Autrement dit, l’œuvre de science-fiction introduit un démos – ici les furtifs et à leur suite les citoyens marginalisés – s’attribuant « comme part propre l’égalité qui appartient à tous les citoyens. […] [C]ette partie qui n’en est pas une identifie sa propriété impropre au principe exclusif de la communauté et identifie son nom – le nom de la masse indistincte des [vivants] sans qualité – au nom même de la communauté » (27). L’hybridation qui s’opère entre les furtifs et les militant·es au fil du roman (lesquel·les découvrent de nouvelles capacités et des facultés de perception accrues) va dans le sens de cette analogie entre incursion d’une nouvelle entité (redéfinissant la communauté) et redistribution du partage du sensible ainsi que de la ville. Les furtifs, en tant qu’agent initiant le processus de brouillage de la hiérarchie établie, dévoilent que c’est ce que le théoricien Darko Suvin nomme le « novum » qui plus largement permet à l’utopie d’être le lieu d’un sursaut démocratique. De fait, le novum est la « spécificité générique » (Suvin 1977, 11) de la science-fiction et renvoie à « une nouveauté, […] une innovation […] de nature fictionnelle, validé[e] par la logique cognitive » (Suvin, dans Huz 2022. L’auteure souligne). Dans les récits,

[les déclencheurs science-fictionnels] engagent bien plus que des séries d’objets et peuvent aller jusqu’à des aspects très globaux de l’univers. […] Les déclencheurs d’estrangement sont en effet beaucoup plus larges que des [mots-fictions] […] localisés; ils peuvent toucher le récit entier et engager toute une Weltanschauung “étrangère”. (Langlet 2006, 26. L’auteure souligne)
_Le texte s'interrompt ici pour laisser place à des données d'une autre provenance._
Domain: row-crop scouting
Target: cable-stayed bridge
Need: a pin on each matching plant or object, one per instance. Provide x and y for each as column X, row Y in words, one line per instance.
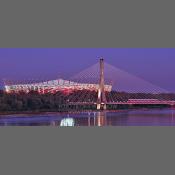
column 101, row 85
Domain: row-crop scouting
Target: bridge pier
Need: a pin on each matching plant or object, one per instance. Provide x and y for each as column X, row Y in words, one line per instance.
column 101, row 101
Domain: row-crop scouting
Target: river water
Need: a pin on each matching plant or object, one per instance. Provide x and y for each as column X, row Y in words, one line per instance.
column 148, row 117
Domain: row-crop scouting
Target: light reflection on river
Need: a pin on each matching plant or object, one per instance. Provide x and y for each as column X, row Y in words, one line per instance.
column 149, row 117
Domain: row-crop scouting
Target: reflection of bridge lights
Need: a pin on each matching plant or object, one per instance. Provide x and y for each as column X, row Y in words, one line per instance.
column 67, row 122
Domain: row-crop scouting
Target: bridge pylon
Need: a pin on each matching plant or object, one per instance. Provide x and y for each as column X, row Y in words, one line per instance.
column 101, row 101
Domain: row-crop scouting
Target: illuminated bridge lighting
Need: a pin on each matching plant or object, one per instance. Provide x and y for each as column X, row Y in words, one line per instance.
column 67, row 122
column 54, row 86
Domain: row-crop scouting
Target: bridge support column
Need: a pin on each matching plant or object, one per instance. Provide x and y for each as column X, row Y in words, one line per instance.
column 101, row 101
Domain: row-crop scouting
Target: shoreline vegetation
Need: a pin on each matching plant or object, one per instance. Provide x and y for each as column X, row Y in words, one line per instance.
column 35, row 103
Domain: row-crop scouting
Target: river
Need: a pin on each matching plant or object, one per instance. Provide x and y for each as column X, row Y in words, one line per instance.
column 147, row 117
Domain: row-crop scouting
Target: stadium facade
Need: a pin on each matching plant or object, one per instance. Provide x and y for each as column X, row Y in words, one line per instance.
column 54, row 86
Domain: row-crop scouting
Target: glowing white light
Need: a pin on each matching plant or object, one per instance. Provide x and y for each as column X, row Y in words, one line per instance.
column 67, row 122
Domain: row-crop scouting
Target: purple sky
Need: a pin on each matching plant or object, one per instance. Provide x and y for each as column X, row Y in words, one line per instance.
column 154, row 65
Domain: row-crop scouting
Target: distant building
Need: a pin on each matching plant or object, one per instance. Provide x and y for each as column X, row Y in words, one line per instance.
column 54, row 86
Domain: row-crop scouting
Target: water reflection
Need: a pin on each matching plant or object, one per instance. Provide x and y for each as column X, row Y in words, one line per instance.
column 152, row 117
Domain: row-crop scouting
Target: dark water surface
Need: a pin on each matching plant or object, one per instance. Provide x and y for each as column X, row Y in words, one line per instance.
column 150, row 117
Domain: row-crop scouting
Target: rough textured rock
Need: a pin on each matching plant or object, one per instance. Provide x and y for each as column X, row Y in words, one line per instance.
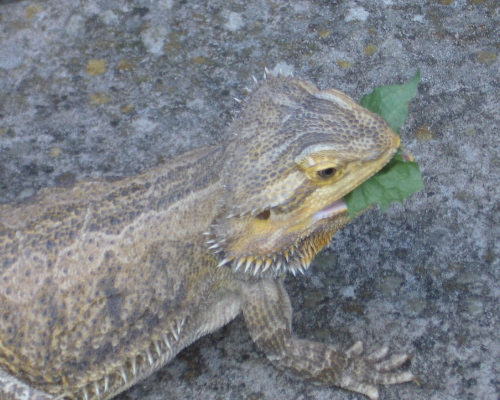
column 116, row 87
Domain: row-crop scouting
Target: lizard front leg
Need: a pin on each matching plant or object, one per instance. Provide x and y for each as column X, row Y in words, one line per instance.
column 268, row 313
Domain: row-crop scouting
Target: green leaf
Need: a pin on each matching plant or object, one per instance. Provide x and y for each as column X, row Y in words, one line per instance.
column 391, row 102
column 400, row 178
column 397, row 181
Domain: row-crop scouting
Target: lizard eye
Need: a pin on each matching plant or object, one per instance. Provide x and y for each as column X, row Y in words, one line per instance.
column 326, row 173
column 264, row 215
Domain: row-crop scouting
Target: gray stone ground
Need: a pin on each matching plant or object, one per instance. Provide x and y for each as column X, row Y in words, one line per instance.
column 91, row 88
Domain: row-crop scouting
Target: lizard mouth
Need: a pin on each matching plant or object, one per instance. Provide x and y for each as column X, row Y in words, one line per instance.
column 332, row 210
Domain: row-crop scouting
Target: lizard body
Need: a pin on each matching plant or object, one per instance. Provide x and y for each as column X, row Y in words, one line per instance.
column 104, row 282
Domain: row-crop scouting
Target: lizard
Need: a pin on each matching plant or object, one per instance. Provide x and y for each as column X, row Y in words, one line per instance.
column 104, row 282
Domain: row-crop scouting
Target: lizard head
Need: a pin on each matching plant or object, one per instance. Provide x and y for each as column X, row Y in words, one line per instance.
column 297, row 151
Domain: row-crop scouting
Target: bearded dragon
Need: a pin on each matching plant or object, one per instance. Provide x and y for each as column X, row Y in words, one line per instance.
column 105, row 282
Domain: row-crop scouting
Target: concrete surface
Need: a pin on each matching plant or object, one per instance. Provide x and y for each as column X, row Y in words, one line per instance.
column 91, row 88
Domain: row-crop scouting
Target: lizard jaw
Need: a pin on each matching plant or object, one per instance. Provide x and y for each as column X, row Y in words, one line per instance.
column 333, row 209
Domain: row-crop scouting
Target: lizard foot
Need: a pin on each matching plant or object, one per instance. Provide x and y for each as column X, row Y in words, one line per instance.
column 364, row 373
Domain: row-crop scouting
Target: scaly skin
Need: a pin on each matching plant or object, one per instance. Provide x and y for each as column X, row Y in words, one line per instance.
column 103, row 283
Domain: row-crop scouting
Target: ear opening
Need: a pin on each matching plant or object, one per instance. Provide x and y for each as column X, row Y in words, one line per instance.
column 264, row 215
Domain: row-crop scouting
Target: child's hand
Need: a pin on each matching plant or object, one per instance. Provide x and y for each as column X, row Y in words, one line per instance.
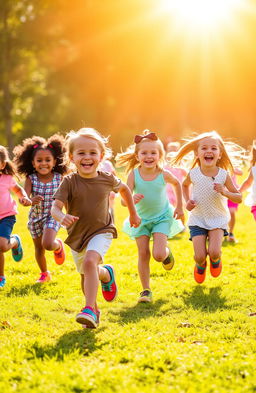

L’incursion du novum dans le champ d’appréhension de la société correspond par conséquent à celle opérée par les furtifs dans l’ordre qui les exclut en problématisant cette partition du commun.

Toutefois, ce « détache[ment] de l’ordre policier » opéré par les furtifs ainsi que les militant·es, et dans un cadre plus large par le novum science-fictionnel, ne « réinscrit [pas] aussitôt sa reconfiguration polémique dans un bon lieu qui, lui, supprime la politique » (Fjelds 2016, 160) comme l’avance Rancière. En ce sens, l’incursion du démos en territoire utopique doit se doubler d’un principe dynamique relevant du tort ranciérien, c’est-à-dire de faire entrer le devenir dans l’organisation du (ou des) bon(s)-lieu(x), pour être une figuration pleinement « politique ».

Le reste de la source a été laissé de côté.